Zakaz konkurencji a spedytor

Specyfika pracy spedytora różni się od kierowcy, bowiem w tym drugim wypadku istnieje szansa, że kierowca w ogóle nie będzie miał okazji nawiązać kontaktów z osobami trzecimi. Istota pracy spedytora polega jednak na kontaktach międzyludzkich, przy czym niechybnie muszą mieć też dostęp do wrażliwych informacji, takich jak dane klientów, strategie dostaw czy bazy kontaktów, dlatego umowy o zakazie konkurencji są częściej stosowane w tej grupie zawodowej, niż wśród kierowców. W związku z tym, spedytor może mieć więcej okazji żeby ten zakaz naruszyć. 

Ponownie należy wrócić do początkowe stwierdzenia, że ilu przedsiębiorców, tyle sposobów formułowania zakazów, jednak metody radzenia sobie z nimi przybierają taką samą formę. Nieprecyzyjne lub nadmiernie restrykcyjne klauzule mogą zostać zakwestionowane w toku postępowania sądowego, zwłaszcza w kontekście konieczności wykładni postanowień umownych na niekorzyść podmiotu, który je sformułował. 

Oczywiście nie tylko spedytor może być ofiarą: 

Zgodnie z art. 11 ust. 1 ustawy, za czyn nieuczciwej konkurencji uznaje się nieuprawnione ujawnienie, wykorzystanie lub pozyskanie tajemnicy przedsiębiorstwa. W praktyce oznacza to, że spedytor nie powinien wykorzystywać zdobytych informacji w nowym miejscu pracy, jeśli mogłoby to zaszkodzić jego poprzedniemu kontrahentowi. Ponownie katalog ten jest otwarty, bowiem ustawodawca słusznie zauważył, że prawo nigdy nie nadąży za ludzką kreatywnością, zaś w takich przypadkach, podobnie jak przy formułowaniu omawianych postanowień umownych, każdy przypadek będzie inny i będzie przez to wymagał zindywidualizowanej oceny.
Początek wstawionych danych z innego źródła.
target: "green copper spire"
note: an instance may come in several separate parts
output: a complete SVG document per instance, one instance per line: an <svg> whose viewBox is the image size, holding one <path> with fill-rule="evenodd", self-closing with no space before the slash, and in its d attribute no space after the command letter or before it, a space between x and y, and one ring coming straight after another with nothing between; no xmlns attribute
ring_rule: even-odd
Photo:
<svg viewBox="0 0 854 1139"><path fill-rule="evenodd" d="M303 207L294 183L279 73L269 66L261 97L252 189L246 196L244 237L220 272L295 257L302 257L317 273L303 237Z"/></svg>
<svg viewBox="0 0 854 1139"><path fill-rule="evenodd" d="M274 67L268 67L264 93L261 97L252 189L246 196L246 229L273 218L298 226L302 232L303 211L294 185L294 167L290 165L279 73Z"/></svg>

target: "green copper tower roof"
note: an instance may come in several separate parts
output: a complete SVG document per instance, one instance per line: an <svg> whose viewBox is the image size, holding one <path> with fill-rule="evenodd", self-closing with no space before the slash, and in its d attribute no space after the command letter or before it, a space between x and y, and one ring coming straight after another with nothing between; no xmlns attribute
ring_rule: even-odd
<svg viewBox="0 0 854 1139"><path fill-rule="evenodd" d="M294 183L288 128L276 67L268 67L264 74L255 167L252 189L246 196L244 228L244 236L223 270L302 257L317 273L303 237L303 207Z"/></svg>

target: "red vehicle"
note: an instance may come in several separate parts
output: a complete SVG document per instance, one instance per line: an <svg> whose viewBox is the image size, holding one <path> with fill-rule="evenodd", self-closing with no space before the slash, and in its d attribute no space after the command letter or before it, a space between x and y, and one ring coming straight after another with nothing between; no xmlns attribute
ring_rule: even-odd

Przy tym wszystkim nie można jednak stracić z oczu, że świat jest mały, zaś w organizację przewozu zaangażowanych może być wielu przedsiębiorców, często nieświadomych roli a nawet udziału podmiotów trzecich, więc definitywnie nie każde nawiązanie kontaktu z kontrahentem zleceniodawcy będzie równoznaczne ze świadomym naruszeniem umowy, wszak żaden człowiek nie ma dostępu do wszystkich informacji. 

Podsumowanie

Niestety, strony które kiedyś współpracowały, mogą bez trudu wyrządzić sobie wzajemnie szkody, czy to poprzez nieuczciwe wykorzystanie powszechnie nieudostępnionych informacji czy też poprzez egzekwowanie często absurdalnych kar umownych. Zakaz konkurencji jest ważnym narzędziem ochrony interesów gospodarczych, jednak jego stosowanie wymaga ostrożności. W przypadku kierowców i spedytorów prowadzących działalność gospodarczą, umowy o zakazie konkurencji muszą być jasno określone i proporcjonalne do zakresu obowiązków zawodowych. Nadużycia w tej sferze mogą prowadzić do naruszenia przepisów o zwalczaniu nieuczciwej konkurencji poprzez ograniczenie dostępu do rynku. W końcu to bardzo wygodne – związać ze sobą osoby działające w danej branży i pełnić rolę pośrednika, którego zaangażowanie w samą organizację transportu jest znikome. Natomiast zleceniodawcy powinni pamiętać, że dobrze skonstruowane umowy o zakazie konkurencji mogą skutecznie chronić ich interesy, jednocześnie respektując prawa osób związanych z nimi umową o świadczenie usług.